McGovern stresses that his amendment decrees that “all corporate entities — for-profit and nonprofit alike” — have no constitutional rights. So Congress — and state legislatures and local governments — could regulate to the point of proscription political speech, or any other speech, by the Sierra Club, the National Rifle Association, NARAL Pro-Choice America or any of the other tens of thousands of nonprofit corporate advocacy groups, including political parties and campaign committees.
Newspapers, magazines, broadcasting entities, online journalism operations — and most religious institutions — are corporate entities. McGovern’s amendment would strip them of all constitutional rights. By doing so, the amendment would empower the government to do much more than proscribe speech. Ilya Somin of George Mason University Law School, writing for the Volokh Conspiracy blog, notes that government, unleashed by McGovern’s amendment, could regulate religious practices at most houses of worship, conduct whatever searches it wants, reasonable or not, of corporate entities, and seize corporate-owned property for whatever it deems public uses — without paying compensation. Yes, McGovern’s scythe would mow down the Fourth and Fifth Amendments, as well as the First.Yikes!

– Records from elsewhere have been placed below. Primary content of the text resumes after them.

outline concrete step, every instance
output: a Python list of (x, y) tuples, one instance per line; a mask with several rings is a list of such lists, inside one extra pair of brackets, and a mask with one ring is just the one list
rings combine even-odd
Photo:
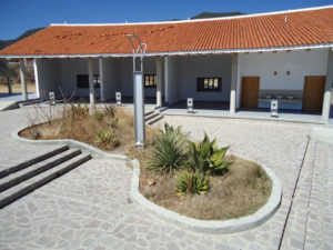
[(20, 199), (23, 196), (32, 192), (33, 190), (49, 183), (50, 181), (63, 176), (80, 164), (89, 161), (90, 154), (81, 153), (57, 167), (53, 167), (33, 178), (30, 178), (10, 189), (0, 193), (0, 209)]
[(151, 120), (151, 119), (153, 119), (153, 118), (155, 118), (155, 117), (158, 117), (159, 116), (159, 113), (151, 113), (151, 114), (149, 114), (149, 116), (147, 116), (145, 118), (144, 118), (144, 121), (149, 121), (149, 120)]
[(148, 116), (152, 114), (153, 112), (154, 112), (154, 110), (147, 111), (147, 112), (144, 113), (144, 117), (148, 117)]
[(68, 161), (81, 153), (79, 149), (70, 149), (56, 154), (52, 158), (49, 158), (39, 163), (32, 164), (26, 169), (17, 171), (12, 174), (7, 176), (6, 178), (0, 179), (0, 192), (21, 183), (24, 180), (36, 177), (37, 174), (44, 172), (56, 166), (61, 164), (64, 161)]
[(7, 176), (9, 176), (9, 174), (11, 174), (11, 173), (14, 173), (14, 172), (17, 172), (17, 171), (20, 171), (20, 170), (22, 170), (22, 169), (26, 169), (26, 168), (28, 168), (28, 167), (30, 167), (30, 166), (32, 166), (32, 164), (36, 164), (36, 163), (38, 163), (38, 162), (41, 162), (41, 161), (43, 161), (43, 160), (46, 160), (46, 159), (49, 159), (49, 158), (51, 158), (51, 157), (54, 157), (56, 154), (59, 154), (59, 153), (61, 153), (61, 152), (63, 152), (63, 151), (65, 151), (65, 150), (69, 150), (69, 147), (68, 147), (68, 146), (62, 146), (62, 147), (57, 148), (57, 149), (54, 149), (54, 150), (52, 150), (52, 151), (50, 151), (50, 152), (47, 152), (47, 153), (41, 154), (41, 156), (39, 156), (39, 157), (36, 157), (36, 158), (33, 158), (33, 159), (31, 159), (31, 160), (28, 160), (28, 161), (24, 161), (24, 162), (22, 162), (22, 163), (20, 163), (20, 164), (10, 167), (10, 168), (8, 168), (8, 169), (4, 169), (4, 170), (0, 171), (0, 179), (1, 179), (1, 178), (4, 178), (4, 177), (7, 177)]
[(21, 107), (24, 107), (24, 106), (32, 106), (32, 104), (37, 104), (37, 103), (42, 103), (43, 100), (41, 99), (30, 99), (30, 100), (27, 100), (27, 101), (21, 101), (19, 103), (20, 108)]
[(158, 122), (159, 120), (163, 119), (164, 117), (159, 114), (158, 117), (155, 117), (154, 119), (152, 120), (149, 120), (148, 121), (148, 124), (152, 126), (153, 123)]
[(165, 111), (167, 109), (168, 109), (168, 107), (164, 106), (164, 107), (161, 107), (161, 108), (159, 109), (159, 111), (160, 111), (160, 113), (161, 113), (161, 112)]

This ought to be a clear sign (to any left in doubt) that government has grown too big for its britches and must be cut back. We need as much as we've ever needed anything to elect representatives that uphold the Constitution. We're turning into a liberal-run dictatorship instead of a democracy with a party system! A parting warning from the editorial's author, George Will:
As the editors of National Review note, liberals control unions and most of academia and the media. Yet such is their evident lack of confidence in their powers of persuasion they are desperate to control the speech of others.
By proposing his amendment, McGovern helpfully illuminates the lengths to which some liberals want to go. So when next you hear histrionic warnings about tea party or other conservative “extremism,” try to think of anything on the right comparable to McGovern’s proposed vandalism of the Bill of Rights.